NXC Corp. a échoué dans sa tentative d’obtenir le transfert du nom de domaine nexonpartners.net dans le cadre d’une procédure UDRP devant l’WIPO. Bien que NXC Corp. détienne des droits de marque de longue date pour NEXON, le défendeur a réussi à démontrer un intérêt légitime en établissant une entité parallèle autorisée, Nexon Partners L.L.C-FZ, dans la zone franche de Meydan à Dubaï. Par conséquent, l’expert John Swinson a rejeté la plainte, estimant que le plaignant ne remplissait pas tous les critères requis par la politique.
Aperçu de l’affaire
| Numéro de dossier | D2026-1392 |
|---|---|
| Plaignant | NXC Corp. |
| Défendeur | Haytham Sabry |
| Nom de domaine litigieux | nexonpartners.net |
| Tactique de menace | Marque plus mot-clé |
| Date de la décision | 20-05-2026 |
| Expert | John Swinson |
| Résultat | Plainte rejetée |
| Source officielle | https://www.wipo.int/amc/en/domains/search/text.jsp?case=D2026-1392 |
Défis liés à la dilution et à l’application des droits par des entités corporatives parallèles
Le risque commercial principal mis en évidence par le litige concernant nexonpartners.net est l’érosion de l’exclusivité absolue de la marque sur des noms de domaine combinant une marque déposée principale avec des termes descriptifs courants. NXC Corp. détient des droits de marque sur le signe NEXON depuis 2001, mais n’a pas été en mesure d’empêcher un tiers d’utiliser le format de domaine « marque plus mot-clé ». Lorsqu’un défendeur associe une marque déposée à un suffixe tel que « partners » et enregistre avec succès une entité corporative parallèle sous ce nom, le périmètre numérique du propriétaire de la marque est compromis. Dans le cadre de l’UDRP, si le défendeur établit des opérations commerciales légitimes sous le nom combiné, le détenteur de la marque perd la capacité unilatérale de récupérer le domaine.

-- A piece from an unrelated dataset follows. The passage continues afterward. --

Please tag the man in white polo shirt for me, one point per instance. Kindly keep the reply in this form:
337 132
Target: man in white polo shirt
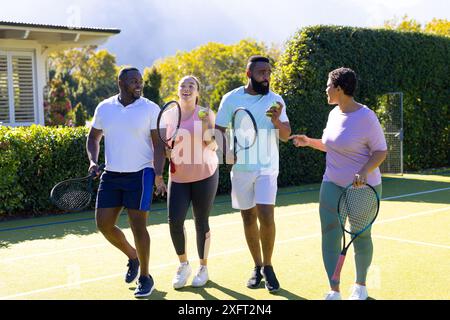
255 172
134 159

De plus, cette tactique défensive augmente les dépenses administratives et juridiques pour les équipes de protection de la marque. Dans cette affaire, Haytham Sabry a enregistré le domaine le 4 avril 2025 et a créé Nexon Partners L.L.C-FZ dans la zone franche de Meydan à Dubaï seulement six jours plus tard, en mettant en place un compte bancaire et des bureaux partagés. Lorsque les défendeurs soutiennent leurs enregistrements de domaine avec des licences commerciales étrangères actives et des opérations physiques, les actions UDRP standard deviennent beaucoup plus difficiles à gagner. Les propriétaires de marques sont contraints d’investir des capitaux importants dans la préparation de preuves de mauvaise foi, au risque de voir leur plainte rejetée et de réaliser qu’une action en justice locale coûteuse est la seule voie restante pour contester l’entité.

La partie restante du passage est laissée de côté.